Выбрать главу

Они надеялись, что еще до наступления поздней осени все кончится, и тогда они отправятся в Каир – самое подходящее место для этого времени года, а из Каира, возможно, поедут в Индию. Им хотелось вместе постранствовать по дорогам широкого мира. Однако и сейчас, на берегу Темзы, среди цветущих клумб под плакучими ивами, на лужайках Раннимейд Грейндж жизнь была так хороша, что они редко покидали эти прекрасные места, удаляясь от них не больше, чем на милю. Влюбленные подобны детям, играющим в саду и мечтающим о днях, когда они вырастут и поплывут в голубых небесах на воздушном шаре туда, где небо сходится с землей.
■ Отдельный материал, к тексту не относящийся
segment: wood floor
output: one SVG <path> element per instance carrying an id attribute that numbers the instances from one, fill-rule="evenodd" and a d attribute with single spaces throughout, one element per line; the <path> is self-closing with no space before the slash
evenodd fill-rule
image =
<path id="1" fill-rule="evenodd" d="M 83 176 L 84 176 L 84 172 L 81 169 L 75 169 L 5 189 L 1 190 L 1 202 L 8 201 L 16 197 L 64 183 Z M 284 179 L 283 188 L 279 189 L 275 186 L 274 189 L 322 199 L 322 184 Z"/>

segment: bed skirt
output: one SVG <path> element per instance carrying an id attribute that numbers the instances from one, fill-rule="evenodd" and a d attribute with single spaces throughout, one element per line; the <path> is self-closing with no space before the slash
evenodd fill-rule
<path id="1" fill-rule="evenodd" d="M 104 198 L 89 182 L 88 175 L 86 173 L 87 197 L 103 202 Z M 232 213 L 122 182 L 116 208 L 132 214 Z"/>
Грейс, находясь в стране счастливых грез, не раз оглядывалась назад и вспоминала год, предшествовавший скандалу, когда человек, который был страстно влюблен в нее, казался ей холодным и чужим. И только по той настойчивости, с которой он искал ее общества, и тому удовольствию, с которым, зная ее любовь к чтению, рекомендовал ей то или иное произведение из лучшего, что было в современной литературе, леди Перивейл могла теперь судить, что его дружба была чем-то большим, чем просто восхищение, испытываемое каждым интеллигентным человеком при виде молодой, красивой и также интеллигентной женщины. Но, как бы ни восхищался Холдейн красотой, начиная с ее духовной сущности в картинах Берн-Джонса и кончая самой земной ее ипостасью, олицетворяемой римской цветочницей на ступеньках церкви Святой Троицы, его чувства никогда бы не были покорены красотой в сочетании с глупостью. Он был человеком, для которого общность мыслей являлась необходимым элементом любви. И в Грейс Перивейл он обнаружил и ум, и воображение, родственные его собственным мыслям и мечтам. Он находил совершенное счастье в ее обществе. Но тогда он был счастлив стать ее другом и не торопился признаться в любви, полагая, что в будущем, близко узнав его характер и душу, она правильно истолкует его чувства и побуждения.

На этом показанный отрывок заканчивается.